[consulting] Drupal considerd dangerous
Evan Leibovitch
evan at telly.org
Thu Dec 21 18:22:10 UTC 2006
Bill Fitzgerald wrote:
> To me, this post did a great job stating the obvious: Drupal isn't for everyone. It's a great tool/CMS/development platform/widget de jour -- while it can do a lot, it's not always the best choice, or, for some organizations, a logical choice.
>
While I agree with your assessment, I would hardly consider that
"stating the obvious" -- it's certainly not obvious to newcomers, the
very kind of HTML-phobic would-be Web publishers Drupal is trying to
appeal to.
Look no further than http://drupal.org/handbook/is-drupal-right-for-you
which provides the official and definitive answer to "is Drupal right
for you?"
There are no qualifications or "it's not always the best choice" type
honest comments anywhere to be found.
Small businesses are explicitly mentioned as a target group for whom
Drupal is the right answer.
In fact, the page offers no realistic appraisal of what Drupal doesn't
do well, which is also what people coming to such a page are looking for.

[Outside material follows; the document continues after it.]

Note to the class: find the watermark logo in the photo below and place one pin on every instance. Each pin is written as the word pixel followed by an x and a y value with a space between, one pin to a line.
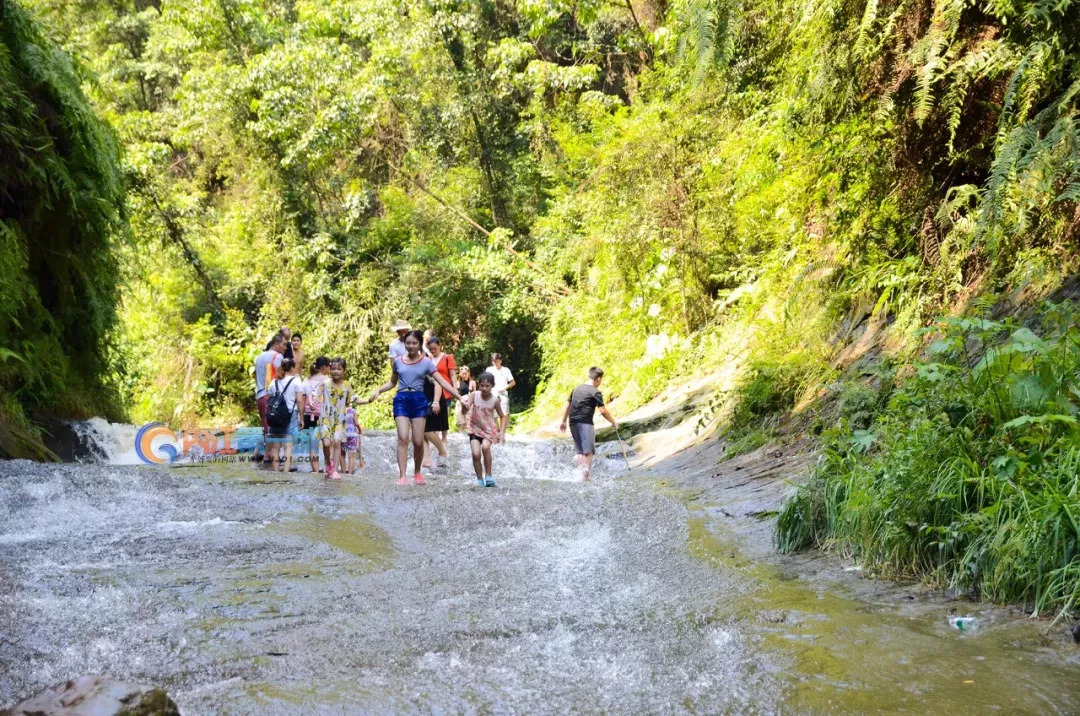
pixel 156 444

As a consequence, people will inevitably be disappointed. The problem
with laying down such exuberant hype is the difficulty to live up to it.

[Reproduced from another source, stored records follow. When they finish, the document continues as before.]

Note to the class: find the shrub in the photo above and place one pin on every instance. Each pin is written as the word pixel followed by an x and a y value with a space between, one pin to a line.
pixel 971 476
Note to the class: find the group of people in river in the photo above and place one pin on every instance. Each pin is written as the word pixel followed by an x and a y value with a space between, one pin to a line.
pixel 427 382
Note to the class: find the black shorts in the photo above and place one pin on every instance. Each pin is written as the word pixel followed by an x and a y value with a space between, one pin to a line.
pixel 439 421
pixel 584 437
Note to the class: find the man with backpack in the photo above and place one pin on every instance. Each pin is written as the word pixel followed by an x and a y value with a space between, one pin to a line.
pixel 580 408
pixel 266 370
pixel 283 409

No amount of wishful thinking here will enable a non-IT-savvy
small-business owner to maintain their own Drupal site of any
sophistication. Suggesting that this is possible, as the above webpage
does, goes beyond mere hype into the realm of severe pseudo-marketing
excess.
It's easy to offer up case studies of successes. It's far more
difficult, and far less sexy -- yet likely far more productive -- to
engage in some forensic study of the failures.

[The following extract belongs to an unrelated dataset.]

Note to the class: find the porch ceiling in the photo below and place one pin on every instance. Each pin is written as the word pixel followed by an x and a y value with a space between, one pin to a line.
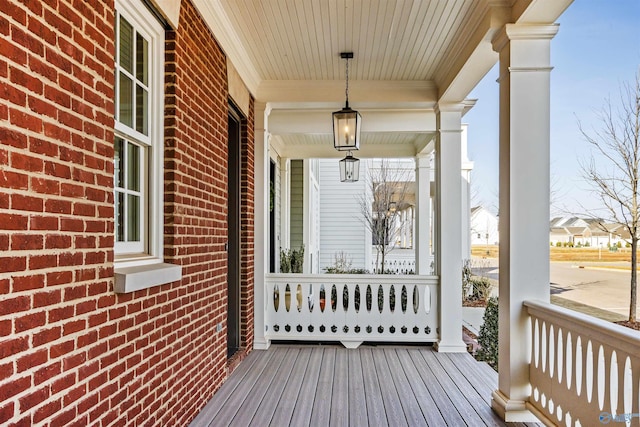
pixel 408 55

Drupal's being seen as a failure because it was expected to do something
it couldn't do is a communications problem. And Drupal, despite its
massive amounts of documentation, its endless discussions about
brochures and its very reason for existence, still suffers badly in the
realm of communications. IMO, the Drupal community has yet to grasp the
fact that "what you want to say" is not the same as "what your audience
wants to hear", and a large gap exists between those two in this world.
> However, if a start-up goes south, there are probably a lot of factors at play beyond the issue of a cms.
>
Very true. But if Drupal -- because it failed expectations and/or became
a completely unexpected resource suck -- was a contributing factor, that
is extremely important information to know moving forward.